Lecture Notes on Systems Design: TinyURL and Pastebin

Introduction

Topic: TinyURL and Pastebin Systems Design Interview Questions
Objective: To design systems for generating unique short links with some amount of analytics.
Complexity Added: Including analytics for number of clicks per link.

Challenge: Ensuring uniqueness of short URLs while maintaining service speed.
Example: TinyURL (e.g., mapping "google.com" to "tinyurl.com/SLABC").
Analytics Challenge: Counting clicks per link accurately over time.

Assumption: Support a trillion URLs, median 10,000 clicks per URL, most popular in millions.
Storage Needs: If 1 trillion short URLs with 1 KB of data each, results in 1 petabyte.
Reads vs. Writes: Optimizing for more reads than writes.

Monotonic Sequence: Not practical due to required locking.
Hashing Approach: Distributes links evenly across the system.
- Hash Function: Combine long URL, user ID, and creation timestamp.
- Character Set: Using 0-9 and A-Z gives 36 choices per character.
- Combination Calculations: 36^8 provides ~2 trillion combinations.

Options: Chaining vs. Probing (probing preferred in databases).
Strategy: If a hash results in a collision, increment and try again (e.g., 32fc1ca8 -> 32fc1ca9).

Replication: Needed for fault tolerance and maximizing read performance.
- Single-leader vs. Multi-leader: Use single-leader to avoid write conflicts.
Caching: Not feasible to use a write-back cache due to consistency issues.
Partitioning: Distribute the load by partitioning on short URL range.
- Consistent Hashing: To minimize re-distribution of keys when cluster size changes.

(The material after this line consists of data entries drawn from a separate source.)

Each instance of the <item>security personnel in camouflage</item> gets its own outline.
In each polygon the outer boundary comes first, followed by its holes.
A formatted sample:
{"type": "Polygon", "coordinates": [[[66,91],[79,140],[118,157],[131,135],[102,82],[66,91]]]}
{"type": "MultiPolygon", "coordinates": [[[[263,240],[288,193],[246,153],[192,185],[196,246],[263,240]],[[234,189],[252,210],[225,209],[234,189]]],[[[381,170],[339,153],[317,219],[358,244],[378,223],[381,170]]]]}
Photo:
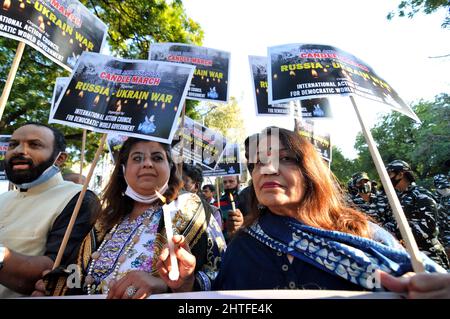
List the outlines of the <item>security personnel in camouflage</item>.
{"type": "Polygon", "coordinates": [[[380,226],[385,224],[386,210],[389,209],[386,201],[372,190],[372,182],[366,172],[358,172],[352,176],[352,184],[356,194],[352,197],[356,208],[373,219],[380,226]]]}
{"type": "Polygon", "coordinates": [[[433,179],[439,208],[439,239],[448,256],[450,251],[450,179],[444,174],[438,174],[433,179]]]}
{"type": "MultiPolygon", "coordinates": [[[[400,204],[419,250],[448,269],[449,261],[444,246],[438,238],[438,209],[433,194],[416,185],[408,163],[395,160],[387,165],[386,170],[389,173],[392,185],[397,190],[400,204]]],[[[399,232],[397,232],[397,236],[398,238],[401,237],[399,232]]]]}

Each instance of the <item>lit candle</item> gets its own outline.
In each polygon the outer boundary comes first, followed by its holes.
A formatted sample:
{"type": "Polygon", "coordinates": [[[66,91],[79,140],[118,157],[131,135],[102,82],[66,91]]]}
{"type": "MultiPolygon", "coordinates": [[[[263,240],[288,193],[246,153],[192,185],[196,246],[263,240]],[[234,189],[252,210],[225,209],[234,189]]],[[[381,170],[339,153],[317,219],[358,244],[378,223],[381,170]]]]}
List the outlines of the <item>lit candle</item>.
{"type": "Polygon", "coordinates": [[[170,205],[167,205],[166,198],[156,190],[155,190],[155,194],[164,203],[164,205],[162,207],[163,216],[164,216],[164,226],[166,228],[167,245],[169,246],[170,263],[172,266],[169,271],[169,279],[172,281],[176,281],[176,280],[178,280],[180,273],[178,271],[178,261],[177,261],[177,257],[175,256],[175,248],[174,248],[173,240],[172,240],[173,230],[172,230],[172,219],[170,217],[171,208],[173,208],[174,205],[172,205],[173,202],[170,205]]]}
{"type": "Polygon", "coordinates": [[[230,193],[230,201],[231,201],[231,208],[233,209],[233,212],[236,211],[236,204],[234,203],[234,197],[233,194],[230,193]]]}

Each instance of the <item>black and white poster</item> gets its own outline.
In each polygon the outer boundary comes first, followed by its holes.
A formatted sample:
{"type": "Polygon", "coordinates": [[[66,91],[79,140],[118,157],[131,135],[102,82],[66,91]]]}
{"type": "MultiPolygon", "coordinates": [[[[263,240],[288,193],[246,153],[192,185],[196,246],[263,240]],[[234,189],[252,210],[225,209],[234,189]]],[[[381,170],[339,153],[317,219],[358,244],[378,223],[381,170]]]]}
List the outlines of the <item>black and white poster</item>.
{"type": "Polygon", "coordinates": [[[55,111],[55,104],[59,99],[59,96],[61,95],[64,88],[69,84],[70,78],[66,77],[59,77],[56,78],[55,87],[53,88],[53,96],[52,96],[52,102],[51,102],[51,109],[50,114],[53,114],[55,111]]]}
{"type": "Polygon", "coordinates": [[[241,165],[239,144],[228,143],[216,168],[203,169],[203,176],[239,176],[242,172],[241,165]]]}
{"type": "Polygon", "coordinates": [[[195,66],[188,99],[228,102],[229,52],[183,43],[152,43],[149,59],[195,66]]]}
{"type": "Polygon", "coordinates": [[[5,173],[5,156],[11,135],[0,135],[0,181],[7,180],[5,173]]]}
{"type": "Polygon", "coordinates": [[[71,71],[83,51],[100,52],[108,27],[77,0],[4,0],[0,35],[25,42],[71,71]]]}
{"type": "Polygon", "coordinates": [[[299,121],[297,132],[300,136],[310,140],[311,144],[314,145],[316,151],[319,152],[324,160],[331,162],[332,148],[330,133],[318,130],[314,125],[314,121],[311,120],[299,121]]]}
{"type": "Polygon", "coordinates": [[[194,67],[84,52],[51,123],[170,143],[194,67]]]}
{"type": "Polygon", "coordinates": [[[302,118],[331,118],[330,102],[327,98],[315,98],[300,101],[302,118]]]}
{"type": "Polygon", "coordinates": [[[248,57],[252,76],[256,115],[289,115],[289,103],[269,104],[267,94],[267,57],[248,57]]]}
{"type": "Polygon", "coordinates": [[[420,122],[370,66],[335,47],[319,44],[269,47],[268,60],[269,103],[356,94],[390,105],[420,122]]]}
{"type": "Polygon", "coordinates": [[[212,170],[215,169],[226,144],[227,141],[221,133],[185,117],[184,128],[182,129],[180,124],[172,141],[172,152],[180,156],[183,146],[183,161],[199,163],[202,167],[212,170]]]}

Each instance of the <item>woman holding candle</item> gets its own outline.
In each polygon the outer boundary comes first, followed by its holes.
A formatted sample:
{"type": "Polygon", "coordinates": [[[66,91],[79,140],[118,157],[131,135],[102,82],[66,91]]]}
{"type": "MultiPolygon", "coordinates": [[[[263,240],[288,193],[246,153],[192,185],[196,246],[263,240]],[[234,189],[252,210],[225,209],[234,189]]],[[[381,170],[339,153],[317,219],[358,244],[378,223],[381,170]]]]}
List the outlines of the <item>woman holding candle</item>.
{"type": "MultiPolygon", "coordinates": [[[[208,289],[225,242],[215,219],[206,216],[200,198],[179,194],[181,188],[168,145],[128,138],[104,192],[104,208],[79,251],[81,289],[69,289],[64,276],[55,282],[51,275],[47,275],[51,286],[47,289],[56,295],[103,293],[108,298],[133,299],[168,292],[155,268],[167,242],[163,202],[158,195],[167,203],[173,201],[164,205],[166,210],[171,207],[170,227],[183,236],[200,261],[195,268],[196,289],[208,289]]],[[[180,269],[181,276],[183,272],[184,268],[180,269]]],[[[38,295],[44,282],[39,281],[36,288],[38,295]]]]}
{"type": "MultiPolygon", "coordinates": [[[[306,139],[271,127],[249,142],[256,143],[247,157],[252,209],[227,248],[214,289],[377,290],[375,270],[393,276],[412,271],[409,255],[389,233],[344,204],[332,174],[306,139]]],[[[193,270],[189,247],[175,250],[183,257],[179,264],[193,270]]],[[[423,260],[427,271],[445,271],[425,255],[423,260]]],[[[172,286],[168,265],[164,250],[157,267],[172,286]]],[[[185,282],[193,282],[190,272],[185,274],[185,282]]]]}

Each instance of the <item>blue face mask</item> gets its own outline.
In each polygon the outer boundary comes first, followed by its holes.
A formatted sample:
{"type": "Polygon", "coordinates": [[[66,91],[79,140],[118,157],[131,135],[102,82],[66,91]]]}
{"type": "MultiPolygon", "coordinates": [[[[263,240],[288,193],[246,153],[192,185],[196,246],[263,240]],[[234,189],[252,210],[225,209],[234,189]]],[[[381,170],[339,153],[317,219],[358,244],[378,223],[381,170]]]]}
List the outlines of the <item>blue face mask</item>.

Fields: Short URL, URL, User ID, Create Time, Expire Time, Number of Clicks.
Primary Challenge: Handling simultaneous writes to the same short URL key.
- Predicate Locks: Locks on rows that don't exist yet.
- Materializing Conflicts: Pre-writing all possible keys (~16 TB data, feasible).

No Range Queries: Allows use of hash indexes, although disk-based might be preferred.
Choices: LSM Tree (better for writes) vs. B-Tree (better for reads).
- Preference: B-Tree for handling more reads effectively.
- Database of Choice: MySQL (structured simplicity favored over NoSQL).

Replication: Using follower replicas to distribute read load.
Partitioning: More partitions = less load per partition.
Eventual Consistency: Acceptable with application logic checks.
**Caching Hot Links: **For links with high traffic.
- Partitioned Cache: Cache by short URL, use LRU eviction policy.

Stream Processing: Avoid race conditions in click counting.
- In-memory brokers (e.g., Redis) vs. Log-based brokers (e.g., Kafka): Use Kafka for durability.
**Choosing Stream Consumers: **
- Batch Jobs/Spark Streaming: Spark Streaming favored for mini-batching.
**Consistency and Idempotency: **
- Two-Phase Commit vs. Idempotency Key: Favor using keys, stored in partitioned Kafka queues.

Batch Job: To clean up expired URLs, pseudo-code provided for implementation.

Storage for Large Pastes: Amazon S3 preferred over HDFS.
Delivery Speed: Use CDN for caching static content.
Write Sequence for Data Integrity: Write to CDN, then S3, then database for consistency.

Load Balancer: Distributes write load across URL assigning servers.
URL Assigning: Data partitioned across multiple MySQL databases.
Caching Layer: Redis caches, distributed and partitioned.
Reader Operations: Cache miss redirects to database, with click data sent to Kafka.
Analytics Pipeline: Kafka queues, partitioned streams consumed by Spark Streaming.
Coordination Service: Zookeeper used for managing metadata and system coordination.

Summary: Comprehensive system involving URL generation, data consistency, caching, analytics, expiration, and large data support.
Final Note: Emphasis on balancing reads vs. writes with robustness in handling large-scale data efficiently.
Personal Touch: Presenter experienced technical issues and long recording effort.